Theatergoers at Dublin's Abbey Theatre didn't like what they were seeing onstage in Sean O'Casey's The Plough and the Stars in its initial run in 1926.
Bad enough that the playwright had been even more critical of the struggle for Ireland's independence than he had been in The Shadow of a Gunman and Juno and the Paycock. Now, he had compounded the indignity by including a prostitute character – a gesture that reminded many in the audience of another insult to Irish womanhood nineteen years before in John Millington Synge's The Playboy of the Western World, when one line – a reference to a woman in her "shift," or underwear – sparked a riot in the fledgling theater. Now the booing, hissing and general carrying-on were being repeated.
Rising to the stage "like an ancient Roman senator," according to one cast member, Abbey founder and Ireland's leading literary light, Nobel Prize-winning poet William Butler Yeats, peered down at the raucous audience with Olympic scorn as he pronounced judgment: "You have disgraced yourselves again."
Would that some figure with authority comparable to Yeats might talk sense to a media beast as wild in its way as the mob that roiled the Abbey more than 80 years ago. With the New Hampshire primary nearing an end, and the Iowa caucus still not far behind in the rear-view mirror, it’s time that someone call the media to account for giving two such small states not just weighty, but shamefully disproportionate influence on the way we choose our Presidents.

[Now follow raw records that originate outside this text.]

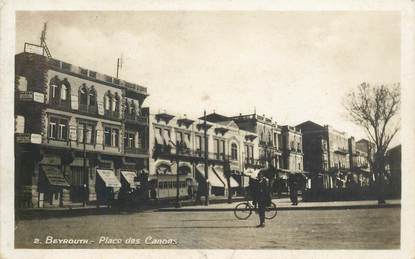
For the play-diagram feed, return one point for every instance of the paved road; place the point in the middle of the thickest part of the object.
(314, 229)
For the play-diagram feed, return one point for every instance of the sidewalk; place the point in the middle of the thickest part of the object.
(285, 204)
(216, 204)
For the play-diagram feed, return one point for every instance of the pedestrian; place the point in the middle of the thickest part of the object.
(293, 185)
(263, 198)
(190, 191)
(253, 186)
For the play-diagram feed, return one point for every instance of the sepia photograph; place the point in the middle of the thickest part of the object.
(238, 130)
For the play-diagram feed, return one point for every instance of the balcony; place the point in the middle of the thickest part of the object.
(251, 162)
(30, 96)
(342, 151)
(60, 105)
(135, 151)
(89, 109)
(112, 115)
(187, 154)
(135, 119)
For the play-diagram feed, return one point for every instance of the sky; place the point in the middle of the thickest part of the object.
(291, 66)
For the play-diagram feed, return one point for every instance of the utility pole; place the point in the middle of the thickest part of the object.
(119, 65)
(178, 150)
(206, 159)
(85, 171)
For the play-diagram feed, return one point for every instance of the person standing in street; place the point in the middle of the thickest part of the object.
(263, 198)
(293, 185)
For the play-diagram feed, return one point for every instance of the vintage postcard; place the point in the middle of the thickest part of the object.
(207, 130)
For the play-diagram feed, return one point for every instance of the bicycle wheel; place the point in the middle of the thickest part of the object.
(271, 211)
(243, 210)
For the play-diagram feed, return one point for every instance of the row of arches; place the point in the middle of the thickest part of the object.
(59, 92)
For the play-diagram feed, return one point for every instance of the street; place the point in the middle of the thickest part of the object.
(306, 229)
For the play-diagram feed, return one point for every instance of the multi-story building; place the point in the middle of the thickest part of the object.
(326, 151)
(279, 146)
(292, 149)
(394, 169)
(269, 134)
(78, 132)
(178, 149)
(359, 161)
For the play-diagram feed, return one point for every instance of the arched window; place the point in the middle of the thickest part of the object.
(92, 96)
(127, 107)
(54, 88)
(234, 151)
(107, 101)
(65, 91)
(83, 95)
(116, 103)
(133, 109)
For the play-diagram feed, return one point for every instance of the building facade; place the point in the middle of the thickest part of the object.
(394, 169)
(178, 156)
(292, 149)
(269, 134)
(78, 133)
(326, 154)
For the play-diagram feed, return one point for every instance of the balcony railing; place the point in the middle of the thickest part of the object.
(162, 150)
(112, 115)
(91, 109)
(135, 150)
(60, 105)
(136, 119)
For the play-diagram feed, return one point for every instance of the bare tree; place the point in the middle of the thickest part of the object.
(376, 109)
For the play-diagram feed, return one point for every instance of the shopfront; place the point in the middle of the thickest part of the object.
(216, 185)
(107, 186)
(51, 186)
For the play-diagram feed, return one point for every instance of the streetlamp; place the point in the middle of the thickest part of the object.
(206, 159)
(84, 131)
(178, 151)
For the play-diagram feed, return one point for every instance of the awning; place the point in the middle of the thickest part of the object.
(129, 177)
(249, 172)
(54, 176)
(213, 179)
(166, 137)
(221, 174)
(186, 140)
(109, 178)
(159, 138)
(163, 169)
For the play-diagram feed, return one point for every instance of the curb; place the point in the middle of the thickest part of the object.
(341, 207)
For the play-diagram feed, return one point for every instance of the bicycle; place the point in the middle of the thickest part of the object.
(244, 210)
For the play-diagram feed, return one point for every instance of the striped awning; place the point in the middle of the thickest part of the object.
(109, 178)
(212, 177)
(221, 175)
(129, 177)
(54, 176)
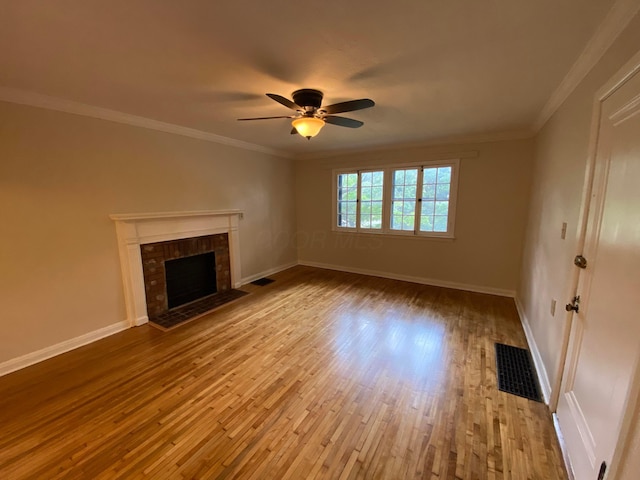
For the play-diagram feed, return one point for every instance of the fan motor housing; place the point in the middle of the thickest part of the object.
(308, 97)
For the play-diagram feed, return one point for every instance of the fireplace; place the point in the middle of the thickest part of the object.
(190, 278)
(148, 242)
(177, 272)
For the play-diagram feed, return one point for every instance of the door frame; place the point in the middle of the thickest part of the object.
(631, 68)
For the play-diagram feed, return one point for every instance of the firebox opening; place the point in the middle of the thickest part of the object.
(190, 278)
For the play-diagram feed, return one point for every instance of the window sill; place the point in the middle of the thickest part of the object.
(446, 239)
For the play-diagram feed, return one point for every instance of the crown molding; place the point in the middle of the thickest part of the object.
(22, 97)
(443, 141)
(611, 27)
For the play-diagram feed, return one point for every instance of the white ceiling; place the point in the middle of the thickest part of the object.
(435, 68)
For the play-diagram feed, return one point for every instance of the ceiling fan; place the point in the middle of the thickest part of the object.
(310, 116)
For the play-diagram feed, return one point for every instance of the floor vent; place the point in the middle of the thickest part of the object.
(516, 373)
(261, 282)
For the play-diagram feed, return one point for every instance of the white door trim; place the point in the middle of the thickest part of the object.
(631, 68)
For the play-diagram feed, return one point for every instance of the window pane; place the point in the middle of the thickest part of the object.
(427, 208)
(442, 208)
(429, 192)
(436, 186)
(370, 198)
(429, 175)
(408, 223)
(347, 197)
(442, 192)
(444, 175)
(426, 223)
(440, 224)
(409, 208)
(403, 205)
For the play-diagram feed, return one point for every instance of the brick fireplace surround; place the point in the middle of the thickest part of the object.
(179, 234)
(154, 256)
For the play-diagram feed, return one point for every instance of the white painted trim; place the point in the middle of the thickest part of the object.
(152, 215)
(268, 272)
(543, 376)
(60, 348)
(22, 97)
(408, 278)
(443, 141)
(563, 447)
(136, 229)
(611, 27)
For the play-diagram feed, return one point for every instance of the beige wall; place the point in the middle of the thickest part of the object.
(560, 159)
(61, 175)
(491, 213)
(559, 170)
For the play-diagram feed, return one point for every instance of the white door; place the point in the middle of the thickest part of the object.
(604, 347)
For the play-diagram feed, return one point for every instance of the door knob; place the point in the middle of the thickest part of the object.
(574, 305)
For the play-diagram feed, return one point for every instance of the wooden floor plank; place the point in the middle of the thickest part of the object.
(320, 374)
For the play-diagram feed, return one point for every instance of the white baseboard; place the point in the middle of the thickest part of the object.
(62, 347)
(421, 280)
(266, 273)
(543, 377)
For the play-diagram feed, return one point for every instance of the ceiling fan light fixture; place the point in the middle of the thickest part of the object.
(308, 126)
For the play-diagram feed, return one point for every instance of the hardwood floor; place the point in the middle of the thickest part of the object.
(319, 375)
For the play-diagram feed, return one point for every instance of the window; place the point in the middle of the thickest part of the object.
(407, 200)
(403, 203)
(371, 191)
(347, 199)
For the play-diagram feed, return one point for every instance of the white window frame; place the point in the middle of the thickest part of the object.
(359, 172)
(387, 199)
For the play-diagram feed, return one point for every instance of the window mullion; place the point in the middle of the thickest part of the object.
(358, 202)
(387, 198)
(418, 209)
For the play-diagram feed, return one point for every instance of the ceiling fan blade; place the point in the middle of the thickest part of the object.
(284, 101)
(266, 118)
(349, 106)
(343, 121)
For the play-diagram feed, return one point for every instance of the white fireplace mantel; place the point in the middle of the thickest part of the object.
(135, 229)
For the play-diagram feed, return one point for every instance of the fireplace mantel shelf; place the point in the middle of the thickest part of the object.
(123, 217)
(136, 229)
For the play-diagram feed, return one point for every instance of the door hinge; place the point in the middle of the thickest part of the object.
(580, 261)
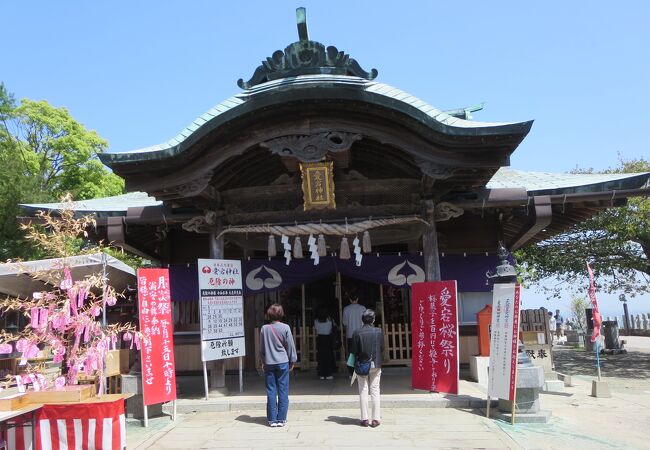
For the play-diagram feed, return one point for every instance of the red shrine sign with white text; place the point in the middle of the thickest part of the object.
(158, 369)
(435, 337)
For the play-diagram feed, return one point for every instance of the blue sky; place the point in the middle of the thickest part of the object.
(138, 72)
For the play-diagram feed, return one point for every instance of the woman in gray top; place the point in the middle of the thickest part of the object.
(278, 355)
(368, 344)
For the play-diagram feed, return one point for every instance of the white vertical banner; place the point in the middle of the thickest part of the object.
(504, 340)
(222, 309)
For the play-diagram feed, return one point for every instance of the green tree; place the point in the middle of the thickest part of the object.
(616, 242)
(44, 154)
(578, 306)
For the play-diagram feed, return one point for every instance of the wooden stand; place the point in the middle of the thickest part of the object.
(67, 394)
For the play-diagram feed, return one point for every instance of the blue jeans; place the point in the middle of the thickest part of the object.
(276, 377)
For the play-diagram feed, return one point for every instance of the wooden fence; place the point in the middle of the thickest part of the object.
(397, 346)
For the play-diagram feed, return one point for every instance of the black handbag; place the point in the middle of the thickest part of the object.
(336, 337)
(362, 368)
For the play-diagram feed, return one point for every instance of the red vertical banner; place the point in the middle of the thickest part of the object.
(158, 370)
(434, 332)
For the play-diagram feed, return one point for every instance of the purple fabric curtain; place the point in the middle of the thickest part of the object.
(264, 275)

At least with New Hampshire there’s some reason behind the media attention. Two incumbent Presidents, Harry Truman and Lyndon Johnson, thought better of their re-election bids after worse-than-expected results against a senatorial challenger (Estes Kefauver in 1952 and Eugene McCarthy sixteen years later). And at least voters’ preferences are registered directly, rather than through precinct delegates.
No such luck with Iowa. In her column last week, The New York Times' Gail Collins describes what the Democrats’ 1,781 local caucuses are like: "Past history suggests that a few of these gatherings may not draw any attendees whatsoever and that several others will consist entirely of a guy named Carl. Attendances has no effect on the number of delegates involves, and we hardly need mention that the whole things is weighted to give rural residents an advantage. Iowans in politically active neighborhoods where 100 people show up may find their vote is worth only 1 percent as much as, say, Carl's."
At least Republicans use a head count. (That’s the last kind thing I’ll say about that largely pathetic bunch.) The Democrats' system works like this: They don't report straight numbers, but use a mathematical formula to determine support for a candidate in percentages. A candidate must have the support of 15 percent of those present at any meeting, precinct caucuses through the state convention, to remain ``viable.''
And that doesn't even finish it. Delegates chosen at the caucuses go to the county convention later in the year. There, the field is winnowed and delegates are chosen for the district convention. This happens again at district meetings and again at the state convention, where delegates are named to attend the party's national convention.
Forget about all those hanging chads that everybody screamed about in 2000. Whatever happened to something more elemental, like one man, one vote? Does this strike anyone as democratic with a small "c", never mind a large one?
Why does this insanity persist? Go back to 1976, when Jimmy Carter’s campaign strategists spun his unexpectedly strong performance into a triumph for the former-governor-turned-peanut farmer-turned-wannabe-President. But the real winner that night? “Uncommitted,” which outpulled the Georgian 37% to 28%.
Iowa is hardly representative of the nation’s largest demographic or commercial trends. It ranks 30th in population – perhaps not “the lowest of the low,” as Bush I famously described Arkansas under Bill Clinton, but below the median – and its combined black-Hispanic population is less than 6%.
Or consider the following facts:
* In 2004, just 6% of the state's eligible voters attended a caucus. (So what if this year’s turnout doubled the 2004 numbers – it was already working with a terribly small base.)
* The only non-incumbents ever to win an Iowa Caucus in a race without a President were Jimmy Carter and, in 2000, George W. Bush (who might as well have been an incumbent, given the brand recognition and party network he inherited from daddy).
* According to Iowa economist Harvey Siegelman, the 2004 caucus brought in between $50 million and $60 million (bringing unexpected meaning to the term "high on the hog").
I haven’t decided whom to vote for this year. But I would love Rudy Guiliani to win at least one primary contest to underscore his wisdom in bypassing this unrepresentative, undemocratic state. I want him to dispose of its central role in Presidential politics the way Rasputin’s assassins took care of the mad monk: poison it, shoot it, pummel it, and throw it off a bridge into the watery, midwinter grave it deserves.
Internal editor: “Oh, come on. The state can’t be all THAT bad. Surely there’s something good to say about it.” MT: “Yeah? Let’s hear it.” (Squaring his shoulders and looking directly at the camera, like Robert Conrad in a mid-‘70s TV commercial): “Go ahead. I dare you!”